There's no error in the compiler output you posted, perhaps you meant to remove the mut first?

Anyway, yes, you have the right idea. See the signature for the call_mut method of FnMut, which is implemented by closures that modify their environment.

This post by @RustyYato may be of interest.

vitalyd · January 2, 2021, 3:23pm

Since the closure doesn't move a into itself, it's capturing a mutable reference in order to perform a = b assignment. You can imagine the compiler generates a closure struct similar in spirit to:

struct Closure<'a>(&'a mut String); // captured `a` mutable reference

impl FnMut<()> for Closure<'_> {
     fn call_mut(&mut self, _: ()) {
         let b = String::from("test");
         *self.0 = b;
     }
}

steffahn · January 2, 2021, 5:19pm

To add to the previous commenters, here’s how the desugaring of the closure call works:

In the code

fn main() {
    let mut a = String::new();
    let mut inner = || {
        let b = String::from("test");
        a = b;
    };
    inner();
    println!("{}", a);
}

the compiler first deduces that the closure mutates a, so it includes a mutable reference to a in the closure. (This will e.g. mean that you cannot access a anymore until after the last call to inner.) Then it also sees that the closure does not move out of any of it’s captured variable.
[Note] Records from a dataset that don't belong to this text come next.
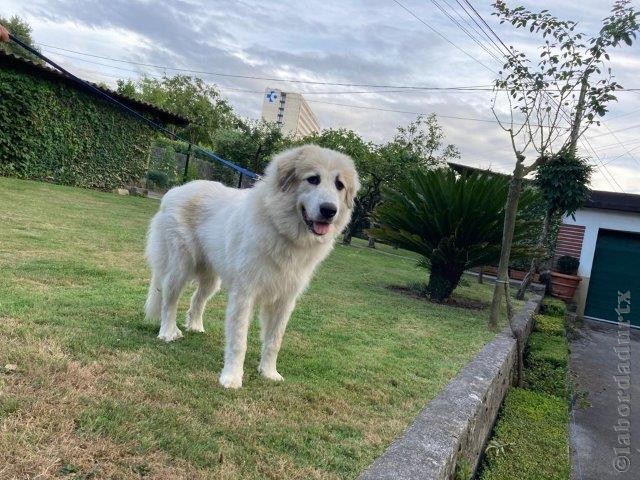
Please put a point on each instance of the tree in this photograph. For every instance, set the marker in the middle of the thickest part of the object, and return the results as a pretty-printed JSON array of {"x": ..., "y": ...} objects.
[
  {"x": 250, "y": 144},
  {"x": 543, "y": 96},
  {"x": 424, "y": 140},
  {"x": 418, "y": 145},
  {"x": 21, "y": 29},
  {"x": 453, "y": 221},
  {"x": 189, "y": 96},
  {"x": 563, "y": 184}
]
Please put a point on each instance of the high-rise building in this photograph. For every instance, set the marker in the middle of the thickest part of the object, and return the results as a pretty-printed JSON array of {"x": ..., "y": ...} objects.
[{"x": 290, "y": 112}]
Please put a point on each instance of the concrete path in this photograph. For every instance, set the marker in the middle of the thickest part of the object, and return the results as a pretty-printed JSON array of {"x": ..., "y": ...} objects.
[{"x": 605, "y": 426}]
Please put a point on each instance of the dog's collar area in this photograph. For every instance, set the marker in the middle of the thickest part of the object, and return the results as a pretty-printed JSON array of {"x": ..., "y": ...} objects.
[{"x": 317, "y": 228}]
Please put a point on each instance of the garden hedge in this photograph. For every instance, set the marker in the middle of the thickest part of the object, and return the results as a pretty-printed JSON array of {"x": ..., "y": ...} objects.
[{"x": 53, "y": 132}]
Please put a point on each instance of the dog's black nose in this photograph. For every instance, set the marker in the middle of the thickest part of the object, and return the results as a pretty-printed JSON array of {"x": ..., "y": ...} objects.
[{"x": 328, "y": 210}]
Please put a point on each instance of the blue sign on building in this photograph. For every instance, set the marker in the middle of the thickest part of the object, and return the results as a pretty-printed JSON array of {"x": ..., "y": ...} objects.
[{"x": 272, "y": 96}]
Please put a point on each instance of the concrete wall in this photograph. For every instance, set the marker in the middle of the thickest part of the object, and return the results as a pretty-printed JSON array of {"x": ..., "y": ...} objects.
[
  {"x": 457, "y": 423},
  {"x": 593, "y": 220}
]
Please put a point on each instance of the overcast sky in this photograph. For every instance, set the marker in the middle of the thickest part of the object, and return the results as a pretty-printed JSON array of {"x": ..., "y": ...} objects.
[{"x": 356, "y": 42}]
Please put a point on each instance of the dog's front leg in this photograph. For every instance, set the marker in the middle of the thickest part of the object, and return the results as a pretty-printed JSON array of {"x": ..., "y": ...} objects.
[
  {"x": 273, "y": 318},
  {"x": 239, "y": 310}
]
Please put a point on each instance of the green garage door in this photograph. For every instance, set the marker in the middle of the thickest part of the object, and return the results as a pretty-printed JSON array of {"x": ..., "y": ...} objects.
[{"x": 616, "y": 268}]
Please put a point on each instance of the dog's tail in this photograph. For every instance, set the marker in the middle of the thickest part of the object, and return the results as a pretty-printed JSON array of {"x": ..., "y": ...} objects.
[{"x": 153, "y": 305}]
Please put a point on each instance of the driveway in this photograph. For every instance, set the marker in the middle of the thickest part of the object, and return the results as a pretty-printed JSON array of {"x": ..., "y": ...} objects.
[{"x": 605, "y": 427}]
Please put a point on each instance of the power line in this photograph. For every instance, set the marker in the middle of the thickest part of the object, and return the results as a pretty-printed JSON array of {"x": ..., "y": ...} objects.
[
  {"x": 510, "y": 53},
  {"x": 461, "y": 27},
  {"x": 467, "y": 88},
  {"x": 413, "y": 14},
  {"x": 611, "y": 132},
  {"x": 480, "y": 27}
]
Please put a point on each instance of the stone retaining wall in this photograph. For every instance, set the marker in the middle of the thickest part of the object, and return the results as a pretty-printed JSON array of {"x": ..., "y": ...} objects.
[{"x": 457, "y": 423}]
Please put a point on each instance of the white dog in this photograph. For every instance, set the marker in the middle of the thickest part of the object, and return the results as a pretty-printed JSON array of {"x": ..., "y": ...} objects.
[{"x": 262, "y": 243}]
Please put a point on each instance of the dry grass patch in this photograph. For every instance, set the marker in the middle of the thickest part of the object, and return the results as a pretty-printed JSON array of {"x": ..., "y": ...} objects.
[{"x": 97, "y": 396}]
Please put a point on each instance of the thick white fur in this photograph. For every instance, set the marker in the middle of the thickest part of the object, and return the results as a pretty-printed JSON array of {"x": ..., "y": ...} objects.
[{"x": 254, "y": 241}]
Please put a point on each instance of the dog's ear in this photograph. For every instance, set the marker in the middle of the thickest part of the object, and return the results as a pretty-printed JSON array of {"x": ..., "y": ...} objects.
[{"x": 352, "y": 185}]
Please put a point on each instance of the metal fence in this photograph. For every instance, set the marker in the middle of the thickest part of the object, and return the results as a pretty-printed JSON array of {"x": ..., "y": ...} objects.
[{"x": 168, "y": 168}]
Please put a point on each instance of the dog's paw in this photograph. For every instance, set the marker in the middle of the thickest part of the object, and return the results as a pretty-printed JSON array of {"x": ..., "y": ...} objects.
[
  {"x": 271, "y": 374},
  {"x": 229, "y": 380},
  {"x": 171, "y": 335}
]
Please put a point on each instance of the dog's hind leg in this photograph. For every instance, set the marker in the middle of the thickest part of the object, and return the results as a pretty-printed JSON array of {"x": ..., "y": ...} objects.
[
  {"x": 236, "y": 328},
  {"x": 273, "y": 319},
  {"x": 153, "y": 305},
  {"x": 172, "y": 285},
  {"x": 208, "y": 285}
]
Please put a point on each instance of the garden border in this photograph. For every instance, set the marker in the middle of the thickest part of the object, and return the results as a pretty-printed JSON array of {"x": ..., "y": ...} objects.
[{"x": 456, "y": 424}]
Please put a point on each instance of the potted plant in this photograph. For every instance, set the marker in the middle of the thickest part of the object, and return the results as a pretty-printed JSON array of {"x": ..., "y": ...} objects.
[{"x": 564, "y": 280}]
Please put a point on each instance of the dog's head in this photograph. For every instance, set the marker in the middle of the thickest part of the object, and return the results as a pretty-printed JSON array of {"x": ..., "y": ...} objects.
[{"x": 312, "y": 191}]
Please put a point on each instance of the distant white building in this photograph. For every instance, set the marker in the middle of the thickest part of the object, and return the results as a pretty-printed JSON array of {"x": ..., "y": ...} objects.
[{"x": 290, "y": 112}]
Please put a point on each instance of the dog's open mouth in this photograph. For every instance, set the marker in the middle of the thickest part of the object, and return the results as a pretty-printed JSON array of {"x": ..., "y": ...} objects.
[{"x": 317, "y": 228}]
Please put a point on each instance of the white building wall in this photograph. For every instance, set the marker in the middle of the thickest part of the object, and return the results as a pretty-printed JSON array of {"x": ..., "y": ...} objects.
[
  {"x": 593, "y": 220},
  {"x": 290, "y": 112}
]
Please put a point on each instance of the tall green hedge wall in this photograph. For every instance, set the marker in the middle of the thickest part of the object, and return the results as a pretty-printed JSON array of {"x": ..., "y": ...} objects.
[{"x": 51, "y": 131}]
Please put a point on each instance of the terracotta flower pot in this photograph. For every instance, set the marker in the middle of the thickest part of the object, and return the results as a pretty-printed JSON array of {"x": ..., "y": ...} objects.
[{"x": 564, "y": 286}]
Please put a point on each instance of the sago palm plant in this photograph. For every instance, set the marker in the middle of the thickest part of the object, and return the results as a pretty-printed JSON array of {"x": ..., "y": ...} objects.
[{"x": 454, "y": 220}]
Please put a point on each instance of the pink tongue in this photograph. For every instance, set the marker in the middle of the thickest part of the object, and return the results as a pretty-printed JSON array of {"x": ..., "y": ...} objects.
[{"x": 320, "y": 228}]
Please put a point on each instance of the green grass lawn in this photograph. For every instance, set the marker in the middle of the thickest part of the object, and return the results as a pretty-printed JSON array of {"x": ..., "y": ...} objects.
[
  {"x": 531, "y": 437},
  {"x": 95, "y": 395}
]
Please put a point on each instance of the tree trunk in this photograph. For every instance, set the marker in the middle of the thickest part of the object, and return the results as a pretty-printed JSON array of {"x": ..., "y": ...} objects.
[
  {"x": 443, "y": 280},
  {"x": 535, "y": 263},
  {"x": 511, "y": 209}
]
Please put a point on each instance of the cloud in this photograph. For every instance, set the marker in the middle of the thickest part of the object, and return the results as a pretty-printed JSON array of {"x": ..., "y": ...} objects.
[{"x": 357, "y": 41}]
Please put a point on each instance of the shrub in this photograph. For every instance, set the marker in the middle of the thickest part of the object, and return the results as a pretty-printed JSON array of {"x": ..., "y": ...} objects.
[
  {"x": 553, "y": 307},
  {"x": 454, "y": 221},
  {"x": 50, "y": 131},
  {"x": 158, "y": 179},
  {"x": 568, "y": 265}
]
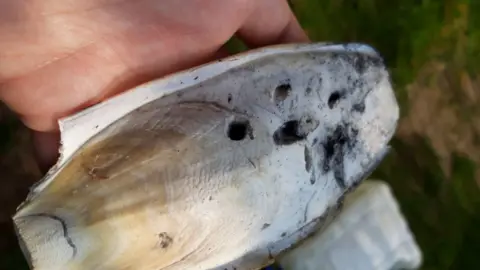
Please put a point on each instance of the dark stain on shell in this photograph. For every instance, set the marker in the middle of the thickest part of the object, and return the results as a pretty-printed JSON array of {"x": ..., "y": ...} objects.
[
  {"x": 335, "y": 98},
  {"x": 359, "y": 107},
  {"x": 289, "y": 133},
  {"x": 335, "y": 147},
  {"x": 308, "y": 158}
]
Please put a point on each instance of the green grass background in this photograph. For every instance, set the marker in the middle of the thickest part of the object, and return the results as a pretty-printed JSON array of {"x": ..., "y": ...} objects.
[{"x": 443, "y": 212}]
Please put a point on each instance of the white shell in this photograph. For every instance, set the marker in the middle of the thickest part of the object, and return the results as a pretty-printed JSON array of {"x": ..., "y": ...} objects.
[
  {"x": 370, "y": 231},
  {"x": 151, "y": 179}
]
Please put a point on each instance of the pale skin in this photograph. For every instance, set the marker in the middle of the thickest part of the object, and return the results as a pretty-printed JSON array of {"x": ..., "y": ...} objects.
[{"x": 60, "y": 56}]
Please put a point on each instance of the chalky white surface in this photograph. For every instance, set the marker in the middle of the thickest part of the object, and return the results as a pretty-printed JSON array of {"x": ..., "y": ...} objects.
[{"x": 369, "y": 234}]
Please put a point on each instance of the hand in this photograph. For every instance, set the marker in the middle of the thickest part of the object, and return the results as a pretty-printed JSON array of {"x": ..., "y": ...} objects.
[{"x": 60, "y": 56}]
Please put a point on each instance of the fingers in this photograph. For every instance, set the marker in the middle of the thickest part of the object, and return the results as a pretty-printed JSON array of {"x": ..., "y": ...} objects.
[{"x": 271, "y": 22}]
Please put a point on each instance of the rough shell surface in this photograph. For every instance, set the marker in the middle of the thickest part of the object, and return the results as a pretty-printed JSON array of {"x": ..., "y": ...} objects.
[{"x": 221, "y": 167}]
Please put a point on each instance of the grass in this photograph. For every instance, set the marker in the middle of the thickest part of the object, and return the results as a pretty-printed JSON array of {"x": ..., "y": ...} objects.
[
  {"x": 442, "y": 209},
  {"x": 442, "y": 206}
]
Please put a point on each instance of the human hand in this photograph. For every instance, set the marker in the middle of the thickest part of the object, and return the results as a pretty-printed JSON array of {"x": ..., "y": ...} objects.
[{"x": 60, "y": 56}]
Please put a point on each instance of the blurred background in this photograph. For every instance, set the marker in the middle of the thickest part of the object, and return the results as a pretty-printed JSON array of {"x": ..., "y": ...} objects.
[{"x": 432, "y": 48}]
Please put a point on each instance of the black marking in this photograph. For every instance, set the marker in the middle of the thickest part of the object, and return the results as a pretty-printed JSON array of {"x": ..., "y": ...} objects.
[
  {"x": 239, "y": 129},
  {"x": 164, "y": 240},
  {"x": 308, "y": 90},
  {"x": 64, "y": 228},
  {"x": 335, "y": 147},
  {"x": 359, "y": 107},
  {"x": 308, "y": 158},
  {"x": 305, "y": 213},
  {"x": 288, "y": 134},
  {"x": 335, "y": 98}
]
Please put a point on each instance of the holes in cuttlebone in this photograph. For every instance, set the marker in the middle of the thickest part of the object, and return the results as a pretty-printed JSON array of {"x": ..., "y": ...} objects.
[
  {"x": 239, "y": 129},
  {"x": 288, "y": 133},
  {"x": 334, "y": 99},
  {"x": 282, "y": 91}
]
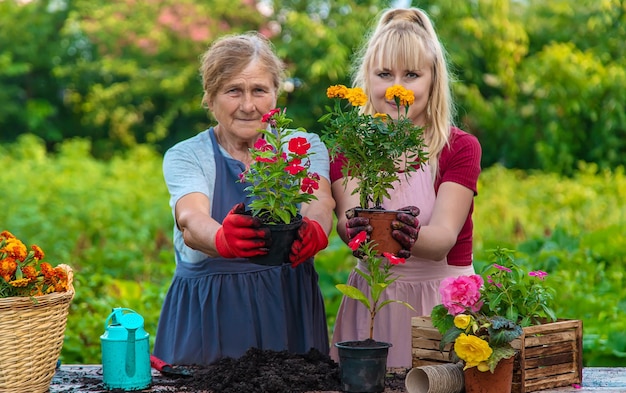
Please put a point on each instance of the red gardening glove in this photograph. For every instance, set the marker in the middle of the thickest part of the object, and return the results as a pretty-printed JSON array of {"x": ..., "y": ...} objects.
[
  {"x": 240, "y": 235},
  {"x": 405, "y": 229},
  {"x": 310, "y": 239}
]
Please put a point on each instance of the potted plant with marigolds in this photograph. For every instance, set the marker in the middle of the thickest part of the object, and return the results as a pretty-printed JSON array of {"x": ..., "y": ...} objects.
[
  {"x": 481, "y": 315},
  {"x": 375, "y": 150},
  {"x": 34, "y": 303},
  {"x": 364, "y": 363},
  {"x": 278, "y": 181}
]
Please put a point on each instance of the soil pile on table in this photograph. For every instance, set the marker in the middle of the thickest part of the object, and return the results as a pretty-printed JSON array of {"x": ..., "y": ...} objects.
[{"x": 267, "y": 371}]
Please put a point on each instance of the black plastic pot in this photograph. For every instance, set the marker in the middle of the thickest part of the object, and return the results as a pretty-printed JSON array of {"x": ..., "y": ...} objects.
[
  {"x": 283, "y": 236},
  {"x": 363, "y": 365}
]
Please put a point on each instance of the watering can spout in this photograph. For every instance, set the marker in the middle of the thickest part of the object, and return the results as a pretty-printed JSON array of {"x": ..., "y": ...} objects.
[{"x": 125, "y": 338}]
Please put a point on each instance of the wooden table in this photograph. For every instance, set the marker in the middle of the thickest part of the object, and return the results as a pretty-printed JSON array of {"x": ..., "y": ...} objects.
[{"x": 86, "y": 379}]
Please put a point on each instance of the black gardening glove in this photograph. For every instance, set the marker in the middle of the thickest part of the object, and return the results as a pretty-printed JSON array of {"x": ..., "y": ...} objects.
[
  {"x": 405, "y": 229},
  {"x": 356, "y": 225}
]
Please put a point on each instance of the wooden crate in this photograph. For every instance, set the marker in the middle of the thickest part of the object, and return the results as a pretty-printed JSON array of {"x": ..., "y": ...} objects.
[{"x": 550, "y": 355}]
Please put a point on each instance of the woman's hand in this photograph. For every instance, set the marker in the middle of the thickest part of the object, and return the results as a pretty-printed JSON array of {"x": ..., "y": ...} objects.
[{"x": 405, "y": 229}]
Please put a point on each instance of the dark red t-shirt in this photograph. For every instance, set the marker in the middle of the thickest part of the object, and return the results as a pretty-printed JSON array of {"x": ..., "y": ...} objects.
[{"x": 459, "y": 163}]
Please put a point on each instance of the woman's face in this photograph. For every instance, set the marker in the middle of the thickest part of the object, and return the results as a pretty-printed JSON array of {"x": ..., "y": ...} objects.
[
  {"x": 418, "y": 81},
  {"x": 239, "y": 105}
]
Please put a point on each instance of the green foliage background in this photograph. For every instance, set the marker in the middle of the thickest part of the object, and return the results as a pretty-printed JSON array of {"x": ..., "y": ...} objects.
[
  {"x": 111, "y": 222},
  {"x": 542, "y": 84}
]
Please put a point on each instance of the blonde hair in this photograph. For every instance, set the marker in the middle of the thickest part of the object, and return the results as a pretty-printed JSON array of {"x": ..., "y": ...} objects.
[
  {"x": 408, "y": 38},
  {"x": 229, "y": 55}
]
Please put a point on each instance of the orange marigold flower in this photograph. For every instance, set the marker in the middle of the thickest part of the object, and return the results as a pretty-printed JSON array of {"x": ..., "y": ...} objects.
[
  {"x": 30, "y": 272},
  {"x": 20, "y": 283},
  {"x": 39, "y": 254},
  {"x": 47, "y": 270},
  {"x": 339, "y": 91},
  {"x": 7, "y": 268},
  {"x": 16, "y": 249},
  {"x": 406, "y": 96},
  {"x": 356, "y": 96}
]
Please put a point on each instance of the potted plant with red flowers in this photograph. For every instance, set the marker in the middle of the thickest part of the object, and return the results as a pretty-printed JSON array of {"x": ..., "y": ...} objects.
[
  {"x": 278, "y": 181},
  {"x": 373, "y": 149},
  {"x": 363, "y": 363}
]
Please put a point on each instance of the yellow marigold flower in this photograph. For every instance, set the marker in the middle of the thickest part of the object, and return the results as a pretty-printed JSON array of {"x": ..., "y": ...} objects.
[
  {"x": 19, "y": 283},
  {"x": 472, "y": 349},
  {"x": 356, "y": 96},
  {"x": 406, "y": 96},
  {"x": 339, "y": 91},
  {"x": 462, "y": 321}
]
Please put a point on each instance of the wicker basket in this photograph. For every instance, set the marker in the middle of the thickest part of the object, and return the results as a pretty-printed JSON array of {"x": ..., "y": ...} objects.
[{"x": 31, "y": 338}]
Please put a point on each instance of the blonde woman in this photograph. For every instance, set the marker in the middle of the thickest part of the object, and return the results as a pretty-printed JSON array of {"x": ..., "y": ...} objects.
[{"x": 436, "y": 230}]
This means that it can implement FnMut but it cannot implement Fn.

The call to inner() thus gets desugared using the FnMut interface. You can think of the desugaring of such a call to use Fn interface whenever possible. (Not possible for this closure.) Then, as a fallback use FnMut interface (works works for this closure). And if the closure had not implemented FnMut it would’ve fallen back to using the FnOnce interface. In this case this means that we get

// needs nightly for explicitly mentioning
// the `Fn*` traits
#![feature(fn_traits)]
fn main() {
    let mut a = String::new();
    let mut inner = || {
        let b = String::from("test");
        a = b;
    };
    inner.call_mut(());
    println!("{}", a);
}

(playground)

As the previous commenters have shown, call_mut takes a &mut self argument, hence this desugars further to

// needs nightly for explicitly mentioning
// the `Fn*` traits
#![feature(fn_traits)]
fn main() {
    let mut a = String::new();
    let mut inner = || {
        let b = String::from("test");
        a = b;
    };
    FnMut::call_mut(&mut inner, ());
    println!("{}", a);
}

(playground)

This &mut inner reference being created is the reason why we need the mut when declaring inner.